Dec 31 2009

Own Up and Move On When Things Go Wrong

Photo: Cade Martin

Federal information technology programs are large, complex endeavors that involve dozens of stakeholders, agencies and vendors — that is a given. But even under the best of circumstances, mistakes happen. Who do you call and how do you respond? Your actions define the caliber of IT executive you are and how well attuned you are to the global aspects of federal systems initiatives.

Can you identify a mistake or recognize that an implementation is not proceeding as planned? Do you know when to take action? When things start to go sour, there’s no value in hunkering down with the status quo. In almost every case, not taking action is the worst decision. Challenges can become barriers if not dealt with promptly. You must escalate the issue to the appropriate level of the agency’s chain of command, which is precisely what most managers want to avoid.
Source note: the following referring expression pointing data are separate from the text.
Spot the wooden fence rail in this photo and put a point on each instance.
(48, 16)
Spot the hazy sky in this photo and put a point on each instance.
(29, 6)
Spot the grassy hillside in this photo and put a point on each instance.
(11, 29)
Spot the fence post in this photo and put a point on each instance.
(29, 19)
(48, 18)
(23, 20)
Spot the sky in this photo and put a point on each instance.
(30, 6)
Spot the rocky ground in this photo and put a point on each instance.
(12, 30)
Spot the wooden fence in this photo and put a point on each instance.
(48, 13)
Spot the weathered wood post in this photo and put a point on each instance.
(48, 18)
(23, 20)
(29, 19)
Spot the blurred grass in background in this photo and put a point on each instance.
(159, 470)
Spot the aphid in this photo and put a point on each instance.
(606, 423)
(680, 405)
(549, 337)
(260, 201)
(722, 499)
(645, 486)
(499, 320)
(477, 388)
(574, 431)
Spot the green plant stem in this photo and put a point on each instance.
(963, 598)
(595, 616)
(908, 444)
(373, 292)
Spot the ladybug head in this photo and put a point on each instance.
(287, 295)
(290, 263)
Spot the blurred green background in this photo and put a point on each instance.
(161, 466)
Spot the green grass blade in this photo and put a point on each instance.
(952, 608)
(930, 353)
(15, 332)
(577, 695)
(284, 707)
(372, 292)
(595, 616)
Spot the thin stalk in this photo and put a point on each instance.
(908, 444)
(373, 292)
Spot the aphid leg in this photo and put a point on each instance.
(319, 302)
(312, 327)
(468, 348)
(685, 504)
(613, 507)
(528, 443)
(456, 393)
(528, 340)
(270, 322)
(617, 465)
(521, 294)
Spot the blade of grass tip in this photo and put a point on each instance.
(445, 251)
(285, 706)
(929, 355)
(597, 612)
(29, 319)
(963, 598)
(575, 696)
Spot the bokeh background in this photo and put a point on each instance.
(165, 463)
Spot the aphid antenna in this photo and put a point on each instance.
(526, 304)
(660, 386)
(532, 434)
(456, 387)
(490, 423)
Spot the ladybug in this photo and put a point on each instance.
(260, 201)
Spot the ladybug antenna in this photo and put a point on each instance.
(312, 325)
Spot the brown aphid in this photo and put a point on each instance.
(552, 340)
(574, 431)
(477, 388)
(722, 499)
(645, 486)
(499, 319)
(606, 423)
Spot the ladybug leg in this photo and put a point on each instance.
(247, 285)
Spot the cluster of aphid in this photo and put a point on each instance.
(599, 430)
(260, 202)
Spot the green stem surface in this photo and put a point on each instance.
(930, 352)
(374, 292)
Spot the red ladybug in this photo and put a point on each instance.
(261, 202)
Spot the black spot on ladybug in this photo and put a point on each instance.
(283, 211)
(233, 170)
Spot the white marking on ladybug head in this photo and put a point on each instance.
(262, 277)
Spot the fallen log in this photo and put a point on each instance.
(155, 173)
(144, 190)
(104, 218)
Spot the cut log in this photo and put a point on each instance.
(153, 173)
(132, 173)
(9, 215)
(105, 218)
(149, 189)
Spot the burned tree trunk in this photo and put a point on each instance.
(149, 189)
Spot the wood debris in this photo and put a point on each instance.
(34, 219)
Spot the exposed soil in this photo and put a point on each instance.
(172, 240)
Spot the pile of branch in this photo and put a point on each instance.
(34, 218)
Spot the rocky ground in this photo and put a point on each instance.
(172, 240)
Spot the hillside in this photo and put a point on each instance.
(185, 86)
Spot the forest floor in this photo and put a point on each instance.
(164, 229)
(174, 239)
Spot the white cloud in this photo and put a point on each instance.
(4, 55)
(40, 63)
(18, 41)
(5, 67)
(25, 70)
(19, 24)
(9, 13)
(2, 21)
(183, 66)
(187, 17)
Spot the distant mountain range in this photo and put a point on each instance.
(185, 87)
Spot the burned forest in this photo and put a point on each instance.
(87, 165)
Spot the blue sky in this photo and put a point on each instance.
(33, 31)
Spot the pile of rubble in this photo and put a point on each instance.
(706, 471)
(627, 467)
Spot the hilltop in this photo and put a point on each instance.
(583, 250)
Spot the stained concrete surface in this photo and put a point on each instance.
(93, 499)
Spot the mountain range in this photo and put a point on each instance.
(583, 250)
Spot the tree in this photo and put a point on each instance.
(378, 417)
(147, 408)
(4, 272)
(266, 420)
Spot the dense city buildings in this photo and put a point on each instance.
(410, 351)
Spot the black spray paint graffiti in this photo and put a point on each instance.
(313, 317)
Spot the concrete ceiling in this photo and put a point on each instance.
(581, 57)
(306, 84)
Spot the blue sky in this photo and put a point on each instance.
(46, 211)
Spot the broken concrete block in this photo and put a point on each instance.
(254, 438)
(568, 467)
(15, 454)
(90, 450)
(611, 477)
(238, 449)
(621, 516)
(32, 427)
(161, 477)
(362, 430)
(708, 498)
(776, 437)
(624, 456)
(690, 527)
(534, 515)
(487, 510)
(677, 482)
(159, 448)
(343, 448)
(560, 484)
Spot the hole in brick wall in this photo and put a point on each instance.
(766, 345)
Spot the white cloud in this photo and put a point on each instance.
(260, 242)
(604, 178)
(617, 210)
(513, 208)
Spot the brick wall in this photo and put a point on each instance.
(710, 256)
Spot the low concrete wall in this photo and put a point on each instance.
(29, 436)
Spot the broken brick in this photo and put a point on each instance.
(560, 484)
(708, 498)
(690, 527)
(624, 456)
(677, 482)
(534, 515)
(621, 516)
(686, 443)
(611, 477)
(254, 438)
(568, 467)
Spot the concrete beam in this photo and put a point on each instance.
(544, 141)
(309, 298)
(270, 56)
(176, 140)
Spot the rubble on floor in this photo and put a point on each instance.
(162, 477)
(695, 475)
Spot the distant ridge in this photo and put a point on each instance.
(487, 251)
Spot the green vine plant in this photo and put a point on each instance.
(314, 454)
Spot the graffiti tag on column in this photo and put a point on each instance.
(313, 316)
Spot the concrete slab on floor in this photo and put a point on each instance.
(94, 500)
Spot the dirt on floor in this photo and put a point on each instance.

When it’s time to confront an issue, these four essential steps will get you on the road to recovery:

Step 1: Recognize and admit you have an issue. Data issues don’t get better with age. Situational decay quickly can become exponential. Owning up and informing your chain of command has tactical and strategic implications, as IT data issues are like viruses — they go far, and they go fast. Quickly remediating an issue is the best medicine.

Step 2: Immediately assess the extent of the problem and find the best people to tackle it. Understanding the operational data or design problem and finding the right people to help solve it may be the single most important aspect of what you do. World-class people working on the wrong problem amounts to wasted time and

energy. Having quality people on the right problem gives you a chance to control the situation.

Step 3: Identify dependencies, impacts and consequences. Analyze the problem with a large-scale and broad perspective, don’t look just at the narrowly scoped problem. How will the issue impact the agency’s mission — or other agencies? A thorough outline of the issues will give you a clear understanding of how big the problem may be.

Step 4: Define the end state, outline your plan of action, move on and track closure. Your “end state” is a return to safe and stable operations. You must involve as many of the right people as you can in the remediation and ensure they own the challenges with you. After you’ve defined the problem, identified the people and determined the plan to get well, you must be diligent and follow through. So whether your style is “plan, do, check and act” or “test, analyze and fix,” you must continually monitor and assess progress.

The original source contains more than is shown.